3. AI/ML Model Development and Deployment:
- Develop, deploy, and maintain AI/ML models using frameworks such as TensorFlow, PyTorch, or Scikit-learn.
- Implement models on cloud platforms using AWS SageMaker and automate model training and deployment pipelines.
4. Cloud Infrastructure and Data Management:
- Architect and deploy scalable data solutions using AWS services like Redshift, EMR, and S3.
- Use Infrastructure as Code tools (e.g., Terraform, AWS CDK, or CloudFormation) to automate deployments.
5. Performance Optimization:
- Optimize ETL pipelines, AI models, and data queries for performance, cost-efficiency, and scalability.
- Monitor data workflows and resolve bottlenecks proactively.

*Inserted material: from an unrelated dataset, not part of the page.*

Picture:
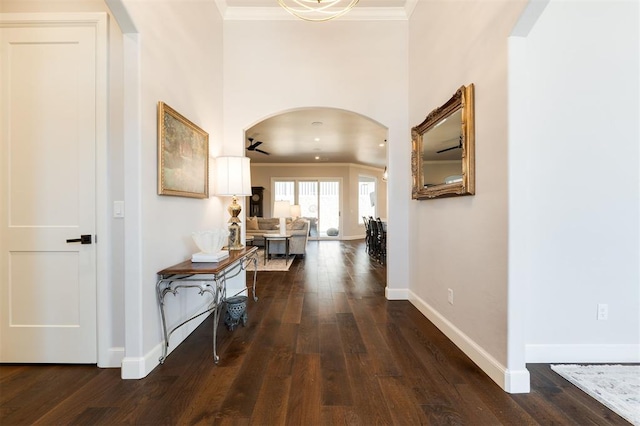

6. Explore AWS and Generative AI Innovations:
- Gain hands-on experience with Generative AI tools and frameworks to create innovative data and AI solutions.
- Experiment with the latest AWS native technologies to enhance data pipelines and AI projects.
Requirements:
- Education: Bachelor's degree in Computer Science, Data Science, Engineering, or a related field. Equivalent practical experience will also be considered.
- Hands-on experience with ETL pipelines using PySpark and data transformation tools like AWS Glue.
- Proficiency in building interactive dashboards with tools like Tableau, AWS QuickSight, or Power BI.
- Strong programming skills in Python (preferred) or other languages for data processing and AI/ML development.
- Familiarity with cloud platforms (AWS preferred) and services like S3, Redshift, and SageMaker.
- Strong logical and analytical thinking skills for solving complex data problems.
- Knowledge of SQL and database management systems.
Preferred Skills:
- Relevant AWS Certifications (e.g., AWS Certified Data Analytics, AWS Certified Machine Learning) are a strong plus.
- Senior candidates (4+ years) should demonstrate expertise in PySpark, dashboard development, large-scale data processing, and AI/ML model deployment.
- Familiarity with monitoring tools for data pipelines and AI workflows.
- Strong communication skills for collaborating across teams and presenting data insights.